The next morning our wake-up call was at 5:30 am. Sam stoked up the fire so we could see in the pitch black morning to roll up our swags and get out to the rock in time to see the sun rise behind the massive monolith. (Yes, did you know that Uluru is actually one giant rock?! Biggest rock in the world, so cool!) We ate breakfast in the parking lot next to the bus and then drove about 30 minutes over to Kata Tjuta, or The Olgas (after the tallest peak, Mt. Olga). We did 2/3rds of the Valley of the Winds hike, and honestly, I’m glad we didn’t do the final part. The place, although beautiful, was eerie and creepy and a bit foreboding. The couple of hours we spent hiking around and listening to aboriginal creation myths was more than enough, and it was nice to be out in the open air again.
We ate a quick lunch and went back to the rock to finish off the rest of our base walk. By the afternoon, a huge cloud had come in and it actually RAINED in the Red Centre.
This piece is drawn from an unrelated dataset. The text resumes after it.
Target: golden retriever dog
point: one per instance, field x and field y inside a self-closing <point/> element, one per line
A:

And not just a few drops of spitting rain, it rained in droves (for about 5 minutes) and our little group taking shelter in one of the overhangs of the rock became part of the lucky 4% of people who visit the rock who get to see it in the rain!
That afternoon we had a long drive in the setting sun to Kings Canyon. Stopping only to collect enough firewood to cook that night’s dinner, we made it just in the nick of time to watch the sun fade away over the horizon. Back at our campsite, we sat on our swags around the fire and helped watch over dinner as it cooked in the coals. A few beers later it was time for another night under the stars of the southern sky.
The next morning we were up again before sunrise, and hiked like mad up to the top of the canyon to get there in time to greet the day. It was really pretty and we followed it up with a three-hour hike around the rest of the canyon before heading back to Alice Springs via a camel farm. There are over 1.3 million camels in Australia, mostly feral, which were let free in the 1900s by their owners, who were ordered to shoot them once they had served their purpose in helping to build the telegraph line. Camel raising and racing is a highly popular sport in the Red Centre, and we all took turns racing camels down a small track – so hilarious, especially when we put Kim, our barely English-speaking South Korean friend up on one, at least she will have some very interesting stories to take home! Arriving back in Alice, we all had a few hours to get changed and showered and met up back at The Rock bar for dinner, drinks and final farewells.